Aber was mir wirklich fehlt und ich auch mit am Wichtigsten finde, ist der gesellschaftliche Aspekt des Ganzen. Die ganzen Zoom-Sitzungen und Online-Anlässe gehen mir irgendwann schlicht auf den Keks. Ich möchte wieder raus, an Festivals, ins Kino, mich in die weichen Sessel kuscheln, mich berauschen, bereichern und verändern lassen, bis zum Morgengrauen mit Gleichgesinnten über Filme diskutieren und einfach «Film leben und atmen».

2020 hat Gewissheiten erschüttert und die Veränderungen in der Medienbranche beschleunigt. Zeichnen sich bereits Lösungen ab, wie man auf diese Schwierigkeiten reagieren kann?

Viele Redaktionen und Verlage haben beziehungsweise mussten ja schon reagieren – und das ziemlich schnell, um den leeren Platz zu füllen. Lösungen gibt es immer – der Mensch passt sich jeweils seiner Umgebung an, um nicht auf der Strecke zu bleiben. Wandel ist gut.

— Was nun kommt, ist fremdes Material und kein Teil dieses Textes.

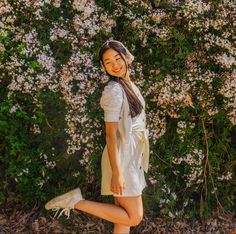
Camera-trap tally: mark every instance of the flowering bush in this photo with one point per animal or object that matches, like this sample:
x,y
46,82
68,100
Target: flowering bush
x,y
52,128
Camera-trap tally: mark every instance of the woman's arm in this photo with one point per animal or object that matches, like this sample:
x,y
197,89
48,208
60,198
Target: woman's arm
x,y
117,179
112,146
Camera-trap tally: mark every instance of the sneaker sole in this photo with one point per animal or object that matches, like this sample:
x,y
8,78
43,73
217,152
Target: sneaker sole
x,y
49,204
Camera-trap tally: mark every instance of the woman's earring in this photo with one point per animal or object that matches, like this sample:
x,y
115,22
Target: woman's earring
x,y
103,68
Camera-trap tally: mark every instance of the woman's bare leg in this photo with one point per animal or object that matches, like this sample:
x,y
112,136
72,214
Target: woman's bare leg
x,y
119,228
129,213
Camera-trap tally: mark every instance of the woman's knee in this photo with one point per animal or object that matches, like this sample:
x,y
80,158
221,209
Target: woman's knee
x,y
134,208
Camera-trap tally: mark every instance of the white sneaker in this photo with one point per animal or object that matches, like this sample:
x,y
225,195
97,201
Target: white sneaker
x,y
65,201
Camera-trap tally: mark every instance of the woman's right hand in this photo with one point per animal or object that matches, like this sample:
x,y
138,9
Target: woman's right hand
x,y
117,183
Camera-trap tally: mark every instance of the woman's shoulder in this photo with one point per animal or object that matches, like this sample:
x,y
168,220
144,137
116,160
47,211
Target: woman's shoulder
x,y
113,87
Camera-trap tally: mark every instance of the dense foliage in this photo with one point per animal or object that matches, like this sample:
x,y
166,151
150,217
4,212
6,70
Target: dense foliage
x,y
51,124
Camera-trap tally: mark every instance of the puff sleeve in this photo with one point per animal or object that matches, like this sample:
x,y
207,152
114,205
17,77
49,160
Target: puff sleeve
x,y
111,102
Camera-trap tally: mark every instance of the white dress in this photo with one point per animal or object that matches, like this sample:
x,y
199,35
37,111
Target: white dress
x,y
133,171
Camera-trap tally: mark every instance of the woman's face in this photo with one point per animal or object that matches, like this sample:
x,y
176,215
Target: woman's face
x,y
114,64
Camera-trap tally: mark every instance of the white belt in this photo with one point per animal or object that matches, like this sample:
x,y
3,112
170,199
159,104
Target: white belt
x,y
146,154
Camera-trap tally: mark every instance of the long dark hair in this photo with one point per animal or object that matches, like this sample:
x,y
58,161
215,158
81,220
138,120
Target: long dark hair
x,y
135,105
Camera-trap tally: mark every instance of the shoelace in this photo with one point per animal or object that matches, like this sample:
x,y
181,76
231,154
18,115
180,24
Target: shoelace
x,y
66,211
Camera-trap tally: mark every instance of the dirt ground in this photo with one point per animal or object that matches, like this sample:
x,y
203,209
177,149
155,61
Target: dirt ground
x,y
80,222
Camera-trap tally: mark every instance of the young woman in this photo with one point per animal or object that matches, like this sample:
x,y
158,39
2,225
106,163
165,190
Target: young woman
x,y
126,154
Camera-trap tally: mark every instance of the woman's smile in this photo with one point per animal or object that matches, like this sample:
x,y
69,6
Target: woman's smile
x,y
117,70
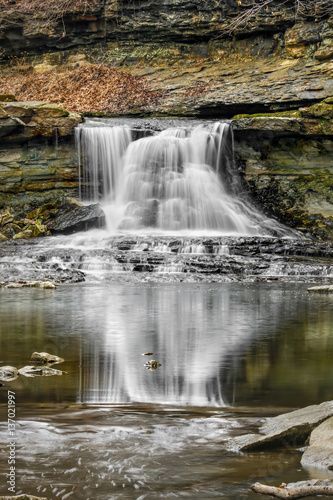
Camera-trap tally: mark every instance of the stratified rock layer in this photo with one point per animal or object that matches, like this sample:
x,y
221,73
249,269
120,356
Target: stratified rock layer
x,y
288,429
320,451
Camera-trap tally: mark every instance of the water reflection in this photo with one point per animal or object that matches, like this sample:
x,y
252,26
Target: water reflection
x,y
218,344
209,340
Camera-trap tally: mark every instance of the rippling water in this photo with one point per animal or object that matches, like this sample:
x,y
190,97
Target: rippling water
x,y
230,354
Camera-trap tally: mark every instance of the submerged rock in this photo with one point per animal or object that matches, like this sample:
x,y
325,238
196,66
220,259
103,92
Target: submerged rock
x,y
323,288
320,451
23,497
152,365
78,218
8,373
45,357
38,371
29,284
290,428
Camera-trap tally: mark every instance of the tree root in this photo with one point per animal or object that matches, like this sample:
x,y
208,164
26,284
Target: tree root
x,y
296,490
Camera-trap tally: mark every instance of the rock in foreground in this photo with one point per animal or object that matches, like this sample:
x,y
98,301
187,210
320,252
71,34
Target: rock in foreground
x,y
320,451
290,428
45,357
80,218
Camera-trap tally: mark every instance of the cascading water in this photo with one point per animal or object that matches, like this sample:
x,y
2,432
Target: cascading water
x,y
181,179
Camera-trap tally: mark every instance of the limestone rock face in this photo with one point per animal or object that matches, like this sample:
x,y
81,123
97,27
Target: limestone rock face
x,y
31,119
79,218
320,451
288,429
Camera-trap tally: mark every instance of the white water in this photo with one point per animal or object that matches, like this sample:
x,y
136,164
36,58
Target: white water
x,y
181,179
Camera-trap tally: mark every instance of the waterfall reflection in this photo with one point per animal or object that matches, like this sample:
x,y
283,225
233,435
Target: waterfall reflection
x,y
193,333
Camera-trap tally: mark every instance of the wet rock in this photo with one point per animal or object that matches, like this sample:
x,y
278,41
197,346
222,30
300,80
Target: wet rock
x,y
323,289
8,373
78,218
24,235
38,371
45,357
22,497
290,428
320,451
30,284
152,365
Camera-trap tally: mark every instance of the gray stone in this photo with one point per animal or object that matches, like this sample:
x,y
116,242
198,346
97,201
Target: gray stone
x,y
323,289
7,125
8,373
38,371
288,429
78,219
45,357
22,497
320,451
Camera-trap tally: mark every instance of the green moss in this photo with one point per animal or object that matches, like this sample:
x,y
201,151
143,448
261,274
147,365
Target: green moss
x,y
288,114
7,98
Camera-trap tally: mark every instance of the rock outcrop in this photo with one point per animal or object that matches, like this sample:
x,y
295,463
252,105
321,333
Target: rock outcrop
x,y
288,429
206,64
38,162
320,451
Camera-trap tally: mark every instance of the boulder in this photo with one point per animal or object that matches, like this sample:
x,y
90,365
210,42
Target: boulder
x,y
320,451
322,288
45,357
78,219
8,373
288,429
23,497
38,371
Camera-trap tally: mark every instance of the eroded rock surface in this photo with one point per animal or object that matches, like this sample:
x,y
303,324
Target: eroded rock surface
x,y
288,429
320,451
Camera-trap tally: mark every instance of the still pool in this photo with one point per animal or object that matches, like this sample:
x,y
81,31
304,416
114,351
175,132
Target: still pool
x,y
231,354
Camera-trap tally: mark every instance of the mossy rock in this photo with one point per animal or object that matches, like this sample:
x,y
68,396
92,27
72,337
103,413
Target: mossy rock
x,y
282,114
322,110
7,98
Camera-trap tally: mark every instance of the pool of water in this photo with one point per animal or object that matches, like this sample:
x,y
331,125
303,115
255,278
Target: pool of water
x,y
230,354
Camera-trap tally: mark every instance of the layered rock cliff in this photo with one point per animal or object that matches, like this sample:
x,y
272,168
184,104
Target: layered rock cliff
x,y
206,63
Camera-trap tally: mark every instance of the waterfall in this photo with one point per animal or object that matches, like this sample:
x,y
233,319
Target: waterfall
x,y
179,179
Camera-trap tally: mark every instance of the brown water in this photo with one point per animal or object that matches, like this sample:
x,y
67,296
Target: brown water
x,y
109,428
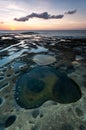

Ein frischer Blick auf die Dinge eröffnet immer neue Möglichkeiten und ob das nun früher oder später passiert, spielt dabei eigentlich keine Rolle.

In Zukunft, so prophezeite der britische Schriftsteller J. G. Ballard Anfang der 1990er-Jahre, werden wir alle zu Filmkritikern werden müssen, um in der Medienlandschaft nicht die Orientierung zu verlieren. Was soll die Filmkritik heute leisten?

Spannend sein, ehrlich und flexibel. Für mich muss sie fundiert sein, aber auch menschlich bleiben, sich selbst nicht zu wichtig nehmen und niemals ihre Vermittlerrolle vergessen. Will man sich nur selbst auf die Schulter klopfen, verliert man den Kontakt zu seinen Leser*innen und dem Publikum.

Ist die Filmkritik für das einheimische Filmschaffen verantwortlich?

Unbedingt. Natürlich besteht für die Filmkritik ein ausserordentliches Interesse daran, dass das einheimische Filmschaffen weiter blüht. Aus Liebe zur Kunst und Freude am Diskurs im eigenen Land: man lebt hier, ist unmittelbar davon betroffen, was um einen herum passiert. Aber auch aus einem grundsätzlichen Überlebenswillen heraus, man sägt ja nicht am eigenen Ast, auf dem man sitzt. Das Filmschaffen bedingt jedoch überall die Kritik und andersrum.

Welches Werk der Filmkritik oder welche/r Filmkritiker*in hat den grössten Einfluss auf Ihre eigene Arbeit ausgeübt?

Roger Ebert, weil er die Filmkritik aus dem Keller geholt und ihr eine Ausstrahlung in die Welt gegeben hat. Er war so unmittelbar am Publikum – eine solche Nähe zwischen Kritiker und Publikum gibt es in der europäischen Branche selten –, hat als erster Filmkritiker den Pulitzer bekommen und war ein Nerd – man kann gar nicht anders, als ihn zu bewundern.